町内会の一件以来、他のママ友との関係がぎくしゃくする中、えりこの言動はだんだんと露骨にまりを陥れるような空気を帯びていました。動機もわからないえりこの謎の行動に、まりは恐怖を感じるようになります。
感じる距離と違和感
町内会のお祭り準備の日以来、近所のママたちとは少し距離を感じる。なんとなくよそよそしい雰囲気のような。そんな中、えりこさんは相変わらず私に優しく接してくれた。
「みんな、ちょっと冷たいよね?お祭りの準備に来られなかったくらいでさ」
そう言って、いつもと変わらない笑顔で「私は味方だよ」とささやく。その言葉を何度か聞くうち、私はゾッとするような感覚を覚えた。もしもこのママ友たちからの孤立すら、えりこさんが仕組んだものだとしたら…と想像してしまうのだ。
公園遊びでのけ者に…
ある日曜日、風太と2人で公園に行くと、ママ友たちが大きなレジャーシートを敷き、みんなでピクニックをしていた。
「こんにちは」
勇気を出して声をかけてみると、その輪の中にえりこさんがいた。
「まりちゃん、どうしたの?今日は忙しいんじゃなかったっけ?」
私はそんな話は一切していない。
「え…特に予定はなかったけど…」
私がそう答えると、えりこさんは他のママ友の方に目を向けた。
「あれ?誰かまりちゃんは忙しそうだから誘うの遠慮しとこって言ってなかったっけ?」
ママたちはみんな気まずそうにしていた。私はいたたまれなくて
「大丈夫です!ちょっとだけ遊ぼうと思っただけなので!」
と言って離れた遊具の方に足早に去った。ピクニックの席から見えない場所で風太を遊ばせていると、えりこさんが速足で駆けてきた。

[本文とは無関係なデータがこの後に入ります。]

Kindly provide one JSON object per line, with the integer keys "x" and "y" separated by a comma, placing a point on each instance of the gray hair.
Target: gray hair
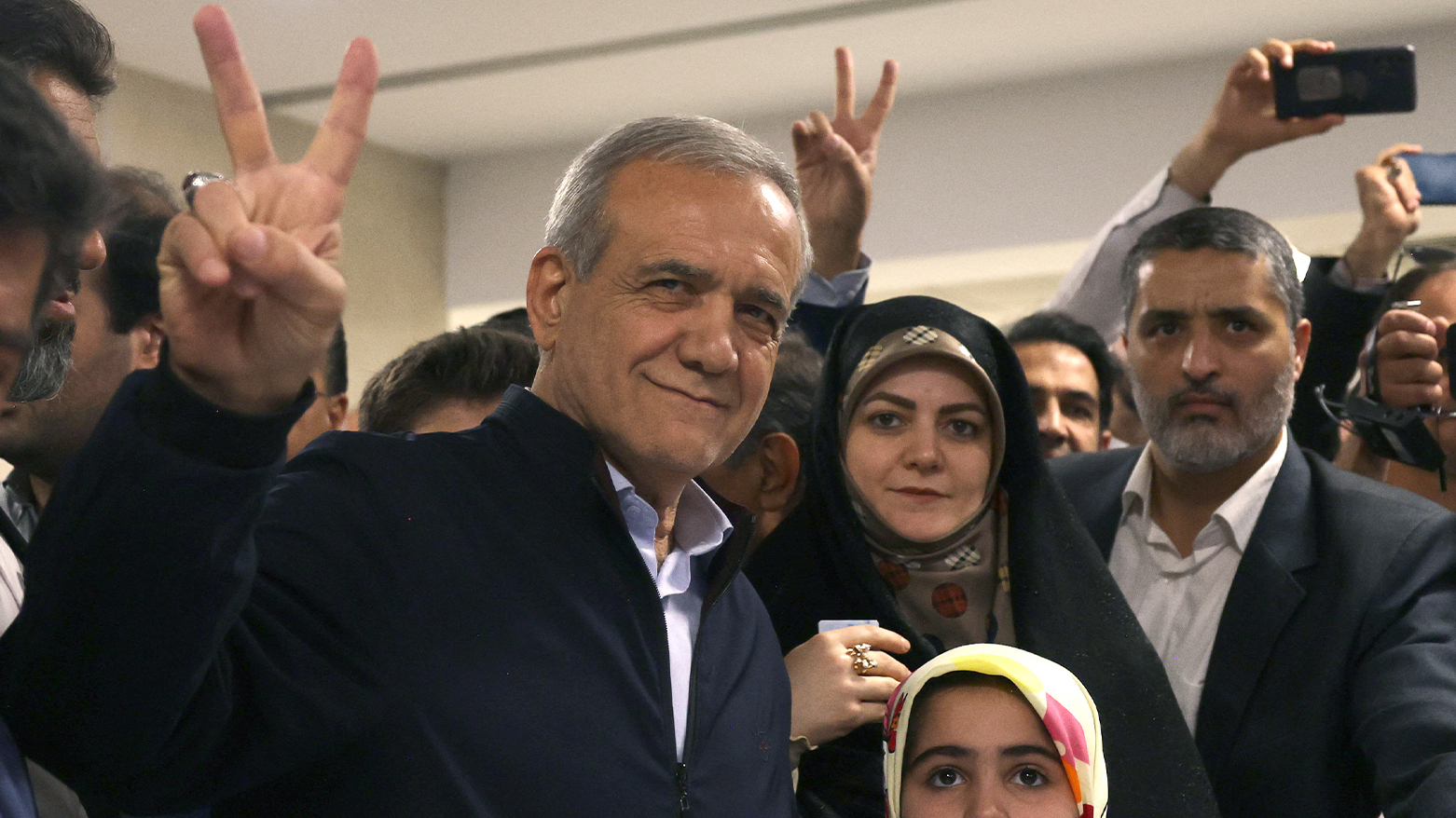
{"x": 1220, "y": 229}
{"x": 578, "y": 222}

「まりちゃん、ごめんね嫌な思いさせちゃって…私はまりちゃんも誘いたかったんだけどね、みんなが…」
「大丈夫だよ、気を使ってくれてありがとう」
「私はまりちゃんの味方よ」
少し話して、えりこさんはピクニックに戻っていった。私はこの時すでに、えりこさんが私を誘わないようにしたんだと直感していた。えりこさんはきっと、私を孤立させたい「フレネミー」なんだ。